A woman described her final moments of purposely inhaling poisonous fumes on Facebook to nine friends, some of whom begged her stop, reports the Associated Press. Some of those friends attempted to track her down on their own, according to the report.
None of them called the police however, or alerted anyone at all.
Claire Lin, 31, of Taipei, Taiwan died on March 18. “Too late. “My room is filled with fumes,” read Lin’s final post. “I just posted another picture. Even while I’m dying, I still want FB [Facebook]. Must be FB poison. Haha.”
“Be calm, open the window, put out the charcoal fire, please, I beg you,” one friend wrote Lin, who was found by her boyfriend the following morning. Lin’s family only found out about the online conversation after her death. A sociologist quoted in the AP article ascribed the incident to isolation in the Internet age. But as with all such unfortunate stories, the reason is never this simple.
“People may have doubts about what they see on the Internet because of its virtual nature, and fail to take action on it,” Chai Ben-rei, a sociologist at Taiwan’s Feng Chia University, told the AP. Failure to act among friends and loved ones who are faced with suicidal threats is not new to Facebook or even the Internet, however. People in real life are often reluctant or unaware of how to respond.
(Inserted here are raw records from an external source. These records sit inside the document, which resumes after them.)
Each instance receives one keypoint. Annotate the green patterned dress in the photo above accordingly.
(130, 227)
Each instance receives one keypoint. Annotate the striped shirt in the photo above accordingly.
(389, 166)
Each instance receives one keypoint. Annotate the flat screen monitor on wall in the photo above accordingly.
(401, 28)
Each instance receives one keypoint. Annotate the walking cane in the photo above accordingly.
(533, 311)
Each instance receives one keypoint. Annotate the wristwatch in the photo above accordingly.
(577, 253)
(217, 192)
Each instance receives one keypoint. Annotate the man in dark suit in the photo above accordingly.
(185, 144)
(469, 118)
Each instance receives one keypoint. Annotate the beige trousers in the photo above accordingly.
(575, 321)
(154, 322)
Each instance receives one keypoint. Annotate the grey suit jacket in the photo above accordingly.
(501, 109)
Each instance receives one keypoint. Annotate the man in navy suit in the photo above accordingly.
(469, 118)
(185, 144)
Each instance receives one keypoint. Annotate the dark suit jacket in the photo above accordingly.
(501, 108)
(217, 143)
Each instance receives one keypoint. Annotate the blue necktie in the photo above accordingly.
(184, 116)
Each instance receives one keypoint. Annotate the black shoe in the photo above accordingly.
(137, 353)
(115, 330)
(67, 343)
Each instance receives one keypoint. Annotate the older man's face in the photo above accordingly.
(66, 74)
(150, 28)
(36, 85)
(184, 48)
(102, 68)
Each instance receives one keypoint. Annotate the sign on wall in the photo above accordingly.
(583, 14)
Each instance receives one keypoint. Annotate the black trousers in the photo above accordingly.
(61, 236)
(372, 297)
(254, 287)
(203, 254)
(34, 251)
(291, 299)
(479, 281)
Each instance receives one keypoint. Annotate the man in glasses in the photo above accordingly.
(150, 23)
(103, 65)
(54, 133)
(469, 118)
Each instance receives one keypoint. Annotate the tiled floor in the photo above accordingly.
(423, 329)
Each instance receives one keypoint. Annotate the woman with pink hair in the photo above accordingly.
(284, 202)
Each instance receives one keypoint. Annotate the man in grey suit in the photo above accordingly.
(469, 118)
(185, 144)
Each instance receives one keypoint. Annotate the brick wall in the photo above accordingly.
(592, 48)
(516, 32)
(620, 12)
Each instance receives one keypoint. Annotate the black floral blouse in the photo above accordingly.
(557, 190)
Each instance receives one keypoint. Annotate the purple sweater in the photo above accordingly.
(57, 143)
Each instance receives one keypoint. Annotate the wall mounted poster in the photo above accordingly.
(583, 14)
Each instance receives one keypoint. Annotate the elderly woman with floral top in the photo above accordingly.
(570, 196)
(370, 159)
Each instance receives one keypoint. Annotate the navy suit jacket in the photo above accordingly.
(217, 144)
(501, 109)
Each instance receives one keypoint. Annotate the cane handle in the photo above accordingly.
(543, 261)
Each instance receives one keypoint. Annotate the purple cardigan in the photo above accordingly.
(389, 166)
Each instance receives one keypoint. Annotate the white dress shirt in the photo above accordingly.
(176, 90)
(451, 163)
With Facebook expanding the center of our social life, we increasingly encounter the same fraught issues that stymie us face-to-face.
Such seems to be the case in December 2010 when Simone Back, 42, was found dead in her apartment in Brighton, England following her final message on Facebook: “Took all my pills be dead soon bye bye everyone.” In a discussion that continued for 148 messages underneath Back’s final post, some friends begged for her address, others taunted her. But no one reached out to Back until her mother, Jennifer Langridge, phoned the police after receiving a text message about her daughter’s message 17 hours after it was posted.